Come 2012, You Can Buy Us A Drink
From the moment Deputy Mayor Daniel Doctoroff first announced that God had spoken to him in a fever dream, telling him that New York should, nay must, host the 2012 Olympic Games, we here at New York Press have been railing against the idea. In editorials, snide throwaway comments, well-considered and responsible economic analyses and our "88 Reasons" list of a few weeks ago, we've tried to get the word out there that beneath the hype and the television commercials and the happy billboards, bringing the Olympic Games to NYC was an extraordinarily bad idea.

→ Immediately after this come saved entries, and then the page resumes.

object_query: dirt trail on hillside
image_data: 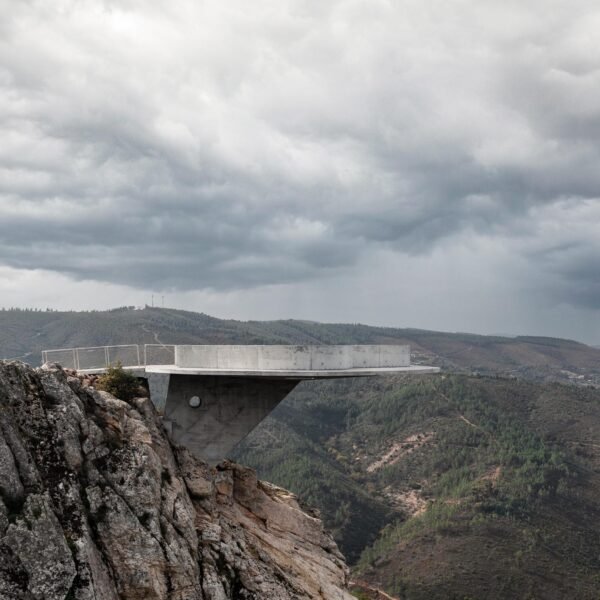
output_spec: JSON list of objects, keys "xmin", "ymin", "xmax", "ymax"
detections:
[{"xmin": 367, "ymin": 432, "xmax": 434, "ymax": 473}]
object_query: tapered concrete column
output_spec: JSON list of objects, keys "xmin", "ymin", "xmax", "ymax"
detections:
[
  {"xmin": 146, "ymin": 372, "xmax": 170, "ymax": 412},
  {"xmin": 164, "ymin": 375, "xmax": 299, "ymax": 464}
]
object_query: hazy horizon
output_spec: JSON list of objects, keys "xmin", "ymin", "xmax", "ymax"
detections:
[{"xmin": 2, "ymin": 303, "xmax": 598, "ymax": 347}]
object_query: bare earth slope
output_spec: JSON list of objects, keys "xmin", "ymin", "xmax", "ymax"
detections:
[{"xmin": 0, "ymin": 360, "xmax": 352, "ymax": 600}]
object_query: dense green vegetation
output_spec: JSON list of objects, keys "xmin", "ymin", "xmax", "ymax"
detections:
[
  {"xmin": 96, "ymin": 363, "xmax": 141, "ymax": 401},
  {"xmin": 235, "ymin": 375, "xmax": 600, "ymax": 599},
  {"xmin": 358, "ymin": 378, "xmax": 571, "ymax": 519}
]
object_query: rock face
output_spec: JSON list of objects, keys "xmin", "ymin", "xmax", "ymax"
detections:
[{"xmin": 0, "ymin": 361, "xmax": 353, "ymax": 600}]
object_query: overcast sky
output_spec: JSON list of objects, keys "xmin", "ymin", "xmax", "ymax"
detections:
[{"xmin": 1, "ymin": 0, "xmax": 599, "ymax": 343}]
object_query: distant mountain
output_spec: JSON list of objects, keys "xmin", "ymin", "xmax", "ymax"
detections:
[{"xmin": 1, "ymin": 306, "xmax": 599, "ymax": 385}]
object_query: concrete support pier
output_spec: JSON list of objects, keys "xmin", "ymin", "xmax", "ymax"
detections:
[{"xmin": 163, "ymin": 375, "xmax": 298, "ymax": 464}]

When we first started sounding off on the matter, it was a bit lonely. At times we felt like voices in the wilderness-or even worse, like big party poopers. Everyone seemed so excited. Business owners, media moguls, cab drivers-everyone wanted the Games.
But god bless us everyone, at some point somewhere along the line, the idea began to spread. "Yeah," people began to think, "what a miserable idea!"

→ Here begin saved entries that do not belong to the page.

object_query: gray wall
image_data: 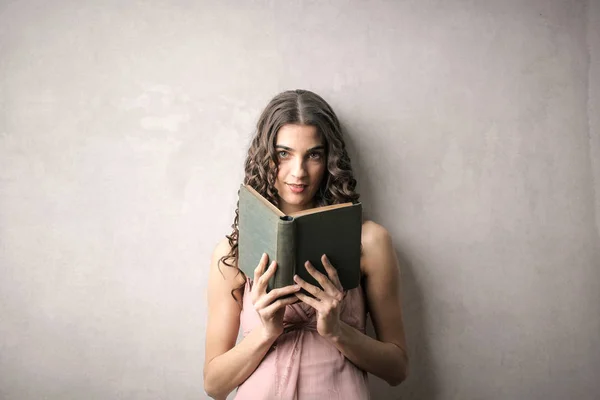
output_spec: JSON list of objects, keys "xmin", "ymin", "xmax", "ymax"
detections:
[
  {"xmin": 1, "ymin": 1, "xmax": 599, "ymax": 399},
  {"xmin": 590, "ymin": 0, "xmax": 600, "ymax": 243}
]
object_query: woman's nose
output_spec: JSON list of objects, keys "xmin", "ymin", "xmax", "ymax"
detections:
[{"xmin": 291, "ymin": 158, "xmax": 307, "ymax": 178}]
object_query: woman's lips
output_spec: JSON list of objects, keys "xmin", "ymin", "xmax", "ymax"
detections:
[{"xmin": 287, "ymin": 183, "xmax": 307, "ymax": 193}]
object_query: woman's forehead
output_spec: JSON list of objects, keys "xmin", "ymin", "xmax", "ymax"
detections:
[{"xmin": 275, "ymin": 124, "xmax": 323, "ymax": 146}]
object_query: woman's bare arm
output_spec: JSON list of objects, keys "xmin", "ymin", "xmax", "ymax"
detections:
[
  {"xmin": 326, "ymin": 222, "xmax": 409, "ymax": 385},
  {"xmin": 203, "ymin": 239, "xmax": 271, "ymax": 399},
  {"xmin": 203, "ymin": 240, "xmax": 300, "ymax": 399}
]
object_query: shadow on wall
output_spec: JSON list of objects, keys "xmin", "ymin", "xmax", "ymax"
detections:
[
  {"xmin": 367, "ymin": 249, "xmax": 439, "ymax": 400},
  {"xmin": 342, "ymin": 124, "xmax": 439, "ymax": 399}
]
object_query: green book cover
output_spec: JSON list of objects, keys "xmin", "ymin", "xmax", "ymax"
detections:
[{"xmin": 238, "ymin": 184, "xmax": 362, "ymax": 291}]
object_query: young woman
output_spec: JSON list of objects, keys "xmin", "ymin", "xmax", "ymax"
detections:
[{"xmin": 203, "ymin": 90, "xmax": 408, "ymax": 399}]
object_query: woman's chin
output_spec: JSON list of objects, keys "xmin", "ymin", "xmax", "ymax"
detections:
[
  {"xmin": 281, "ymin": 197, "xmax": 307, "ymax": 206},
  {"xmin": 279, "ymin": 194, "xmax": 314, "ymax": 210}
]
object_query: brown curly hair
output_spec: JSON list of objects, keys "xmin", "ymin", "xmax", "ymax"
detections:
[{"xmin": 220, "ymin": 89, "xmax": 360, "ymax": 300}]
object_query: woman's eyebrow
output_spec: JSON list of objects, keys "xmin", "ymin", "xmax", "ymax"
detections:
[{"xmin": 275, "ymin": 144, "xmax": 325, "ymax": 152}]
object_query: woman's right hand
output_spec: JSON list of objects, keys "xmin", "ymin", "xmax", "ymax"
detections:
[{"xmin": 251, "ymin": 253, "xmax": 301, "ymax": 340}]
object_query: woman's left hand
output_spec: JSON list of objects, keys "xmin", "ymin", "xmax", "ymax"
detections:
[{"xmin": 294, "ymin": 254, "xmax": 345, "ymax": 339}]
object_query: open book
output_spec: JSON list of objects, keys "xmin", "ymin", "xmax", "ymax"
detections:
[{"xmin": 238, "ymin": 184, "xmax": 362, "ymax": 291}]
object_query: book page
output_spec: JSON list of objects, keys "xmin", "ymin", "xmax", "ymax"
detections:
[{"xmin": 289, "ymin": 202, "xmax": 354, "ymax": 218}]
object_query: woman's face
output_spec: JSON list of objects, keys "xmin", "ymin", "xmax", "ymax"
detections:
[{"xmin": 274, "ymin": 124, "xmax": 327, "ymax": 214}]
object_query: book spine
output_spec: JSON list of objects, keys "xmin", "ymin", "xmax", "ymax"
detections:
[{"xmin": 269, "ymin": 217, "xmax": 296, "ymax": 291}]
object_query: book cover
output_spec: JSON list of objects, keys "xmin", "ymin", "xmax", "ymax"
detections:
[{"xmin": 238, "ymin": 184, "xmax": 362, "ymax": 291}]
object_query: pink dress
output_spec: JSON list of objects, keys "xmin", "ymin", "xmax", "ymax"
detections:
[{"xmin": 235, "ymin": 279, "xmax": 370, "ymax": 400}]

Maybe it was the mayor's incessant whining as he tried to cram the idea down our throats. Maybe it was the tiresome West Side Stadium debacle. Maybe it was realizing how much it would cost us. And while we'd never admit it publicly, in private we'd like to consider the possibility that just maybe a few of the stories that appeared in these pages had some effect, too. (But we'd only think that to ourselves.)
Whatever it was, it may have done the trick, and no blanket of cheap billboard slogans, no mountain of Bloombergian bullshit, no teeming throng of paid "Olympic Supporters" waving hand-scrawled signs at visiting members of the IOC can change that.

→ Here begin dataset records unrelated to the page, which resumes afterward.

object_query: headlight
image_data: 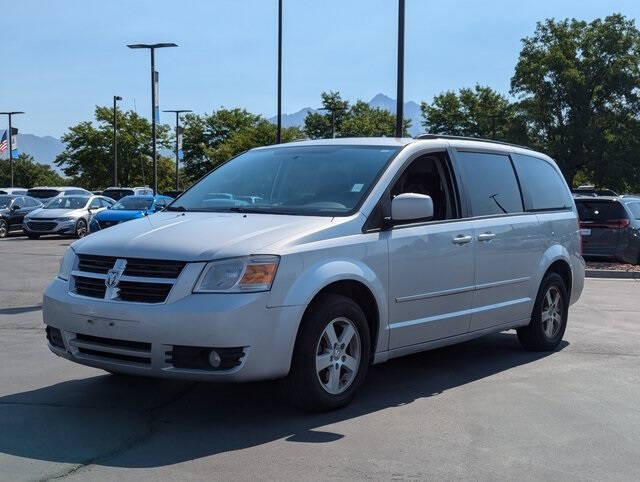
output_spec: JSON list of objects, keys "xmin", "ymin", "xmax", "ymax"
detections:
[
  {"xmin": 193, "ymin": 255, "xmax": 279, "ymax": 293},
  {"xmin": 58, "ymin": 247, "xmax": 76, "ymax": 281},
  {"xmin": 57, "ymin": 217, "xmax": 74, "ymax": 222}
]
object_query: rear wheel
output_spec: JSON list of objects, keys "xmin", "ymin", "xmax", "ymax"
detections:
[
  {"xmin": 517, "ymin": 272, "xmax": 568, "ymax": 351},
  {"xmin": 0, "ymin": 219, "xmax": 8, "ymax": 238},
  {"xmin": 287, "ymin": 294, "xmax": 370, "ymax": 411}
]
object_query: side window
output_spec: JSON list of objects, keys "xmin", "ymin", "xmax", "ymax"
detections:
[
  {"xmin": 457, "ymin": 151, "xmax": 523, "ymax": 216},
  {"xmin": 390, "ymin": 153, "xmax": 456, "ymax": 221},
  {"xmin": 625, "ymin": 201, "xmax": 640, "ymax": 220},
  {"xmin": 101, "ymin": 198, "xmax": 113, "ymax": 208},
  {"xmin": 512, "ymin": 154, "xmax": 570, "ymax": 210},
  {"xmin": 16, "ymin": 196, "xmax": 26, "ymax": 207},
  {"xmin": 89, "ymin": 198, "xmax": 102, "ymax": 209}
]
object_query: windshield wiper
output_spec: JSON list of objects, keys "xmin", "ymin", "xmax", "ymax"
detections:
[{"xmin": 228, "ymin": 206, "xmax": 296, "ymax": 215}]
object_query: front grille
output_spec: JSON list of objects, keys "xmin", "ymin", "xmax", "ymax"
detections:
[
  {"xmin": 46, "ymin": 326, "xmax": 65, "ymax": 349},
  {"xmin": 117, "ymin": 281, "xmax": 173, "ymax": 303},
  {"xmin": 75, "ymin": 276, "xmax": 107, "ymax": 298},
  {"xmin": 72, "ymin": 333, "xmax": 152, "ymax": 365},
  {"xmin": 78, "ymin": 254, "xmax": 117, "ymax": 274},
  {"xmin": 72, "ymin": 255, "xmax": 184, "ymax": 303},
  {"xmin": 124, "ymin": 259, "xmax": 185, "ymax": 279},
  {"xmin": 167, "ymin": 345, "xmax": 246, "ymax": 371},
  {"xmin": 27, "ymin": 221, "xmax": 57, "ymax": 231},
  {"xmin": 98, "ymin": 220, "xmax": 119, "ymax": 229}
]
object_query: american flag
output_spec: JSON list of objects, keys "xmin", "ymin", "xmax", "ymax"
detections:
[{"xmin": 0, "ymin": 131, "xmax": 7, "ymax": 155}]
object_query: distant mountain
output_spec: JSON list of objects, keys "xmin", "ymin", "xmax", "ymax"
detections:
[
  {"xmin": 0, "ymin": 133, "xmax": 65, "ymax": 171},
  {"xmin": 268, "ymin": 93, "xmax": 423, "ymax": 136}
]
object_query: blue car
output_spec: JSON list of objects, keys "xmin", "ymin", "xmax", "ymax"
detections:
[{"xmin": 90, "ymin": 194, "xmax": 172, "ymax": 232}]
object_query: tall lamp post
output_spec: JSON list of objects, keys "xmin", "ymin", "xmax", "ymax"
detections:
[
  {"xmin": 395, "ymin": 0, "xmax": 405, "ymax": 138},
  {"xmin": 163, "ymin": 109, "xmax": 192, "ymax": 191},
  {"xmin": 127, "ymin": 43, "xmax": 178, "ymax": 194},
  {"xmin": 276, "ymin": 0, "xmax": 283, "ymax": 144},
  {"xmin": 0, "ymin": 111, "xmax": 24, "ymax": 188},
  {"xmin": 113, "ymin": 96, "xmax": 122, "ymax": 186}
]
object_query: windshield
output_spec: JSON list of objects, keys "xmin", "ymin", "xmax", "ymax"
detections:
[
  {"xmin": 44, "ymin": 196, "xmax": 89, "ymax": 210},
  {"xmin": 103, "ymin": 189, "xmax": 135, "ymax": 201},
  {"xmin": 27, "ymin": 189, "xmax": 60, "ymax": 199},
  {"xmin": 112, "ymin": 196, "xmax": 153, "ymax": 210},
  {"xmin": 0, "ymin": 196, "xmax": 13, "ymax": 209},
  {"xmin": 168, "ymin": 145, "xmax": 399, "ymax": 215}
]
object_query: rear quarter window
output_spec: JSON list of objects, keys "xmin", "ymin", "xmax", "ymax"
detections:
[
  {"xmin": 511, "ymin": 154, "xmax": 570, "ymax": 210},
  {"xmin": 624, "ymin": 201, "xmax": 640, "ymax": 219}
]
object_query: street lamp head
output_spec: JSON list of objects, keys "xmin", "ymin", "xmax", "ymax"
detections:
[
  {"xmin": 163, "ymin": 109, "xmax": 193, "ymax": 114},
  {"xmin": 0, "ymin": 111, "xmax": 25, "ymax": 115},
  {"xmin": 114, "ymin": 96, "xmax": 122, "ymax": 101},
  {"xmin": 127, "ymin": 43, "xmax": 178, "ymax": 49}
]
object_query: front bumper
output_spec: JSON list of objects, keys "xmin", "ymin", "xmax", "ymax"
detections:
[{"xmin": 43, "ymin": 277, "xmax": 305, "ymax": 381}]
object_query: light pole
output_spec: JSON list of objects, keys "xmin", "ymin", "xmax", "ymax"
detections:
[
  {"xmin": 163, "ymin": 109, "xmax": 192, "ymax": 191},
  {"xmin": 127, "ymin": 43, "xmax": 178, "ymax": 194},
  {"xmin": 276, "ymin": 0, "xmax": 282, "ymax": 144},
  {"xmin": 113, "ymin": 96, "xmax": 122, "ymax": 186},
  {"xmin": 395, "ymin": 0, "xmax": 405, "ymax": 138},
  {"xmin": 0, "ymin": 111, "xmax": 24, "ymax": 187}
]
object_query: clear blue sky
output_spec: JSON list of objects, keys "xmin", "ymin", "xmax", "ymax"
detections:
[{"xmin": 1, "ymin": 0, "xmax": 639, "ymax": 137}]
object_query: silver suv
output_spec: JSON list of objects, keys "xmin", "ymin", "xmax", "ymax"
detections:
[{"xmin": 43, "ymin": 136, "xmax": 584, "ymax": 411}]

It was leaked last week that as they've toured potential host cities, the IOC's been taking informal polls of the citizenry, just to try and gauge how they feel about hosting the Games. And New Yorkers, true to form as some of the smartest people on Earth, made it awfully clear that no matter what kind of lies Bloomberg might tell, we know damn well the Games don't belong here.
According to the IOC's poll, a pallid 59 percent of New Yorkers had any inkling at all to host the Olympics. Committee members will be comparing that with a much warmer 68 percent in London, an enthusiastic 77 percent in Moscow, an ecstatic 85 percent in Paris, and an absolutely astonishing 91 percent in Madrid. If that many Spaniards want the Games, how could we possibly disappoint them?
The IOC apparently considers these polls very carefully when it comes to making a final decision. If the people hosting the games aren't going to be enthusiastic when the Games show up, why bother?
Better yet, the more an increasingly desperate mayor tries to shove the Olympics and the stadium down our throats, the less likely his chances for reelection. And the less likely the stadium and Olympic plans appear, the more desperately he tries to shove them down our throats. So it's a win-win deal for the city. Only the mayor loses.
Of course it's still too early to gloat, as we won't know anything for sure until July. Until then-keep on cheering, Madrid!